エクステリアの基礎知識

この項からは、日本を代表する固有の樹木を紹介します。先ず取り上げるのはスギです。何だ、と思われる方も多いかもしれませんが、スギには多くの秘密が隠されています。しかも、地球規模の秘密です。さらに、花粉症・森林問題の代表的存在、最も多く使われている国産材、和風造園の立役者の1つ・・・など、私たちの生活と切っても切れない存在でもあります。スギ(杉)は、マツ目、ヒノキ科、スギ亜科、スギ属、の常緑の針葉高木で、全国に分布するが、秋田県がほぼ北限。ただし、日本の固有種で世界的には貴重な分布形態を示す樹木です。誰もが知っている樹木なので、形状に関する説明は割愛します。
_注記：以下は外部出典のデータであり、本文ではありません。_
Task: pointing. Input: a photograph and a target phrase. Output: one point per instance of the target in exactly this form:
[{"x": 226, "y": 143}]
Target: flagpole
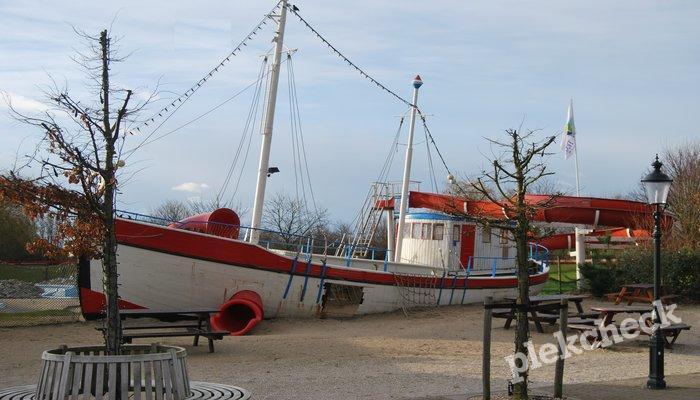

ここで最大の問題となるのは、ヒノキ科、スギ亜科、スギ属という分類。従来はマツ目、スギ科、**属、とするのが一般的で、このように表記されることも珍しくありません。しかし、よりヒノキグループに近いとの判断が近年の主流となり、ヒノキ科、スギ亜科、とするケースが増えているようです。スギの仲間の樹木としては、北米のレッドウッド・ラクショウ、中国のメタセコイア・コウヨウザン、それにオーストラリアのタスマニア島などに、10属14~16種が現存すると言われています。むしろ少数派の樹木で、針葉樹としては比較的暖地に、しかも世界の特定エリアに点在すると言う、不思議な分布形態を示しています。

ここに大きな意味と謎があるのではないでしょうか。なぜそのような発想を持つかと言うと、エクステリアで用いる木材の1つとしてレッドウッドは非常に興味深い木材だからです。レッドウッドとは現存するセコイア直系唯一の樹木で、カリフォルニアのレッドウッド公園と一部その周辺のみに生息する巨木(世界一背の高い樹木)です。前期したようにスギ科(あるいはスギ亜科)の樹木で、正式な分類は、スギ科、セコイア属、レッドウッド(11種)となります。でも、ここに大きなマジックがあります。

セコイアは2億年以上前、地上を覆いつくす植物の王者でした(石炭の大半がセコイア)。つまり、スギの仲間よりはるかに古くから地球上に生息していたと言うこと。となれば、時間の流れを考慮して分類しなおすと、セコイア科、スギ亜科、***属とすべきでしょう。そして、セコイア直系のレッドウッドが唯一カリフォルニアで生き残りました。さらに、何とか環境に適合し、傍系の樹木として、北米の一部、中国の一部、オセアニアの一部、そして日本列島で生き残った。それが、ラクショウであり、メタセコイアであり、コウヨウザンであり、そして我がスギとも考えられるからです。そう、奇跡の一端が日本列島で起こったと考えると飛躍しすぎでしょうか。。。

カルフォルニアに広がるレッドウッドの森。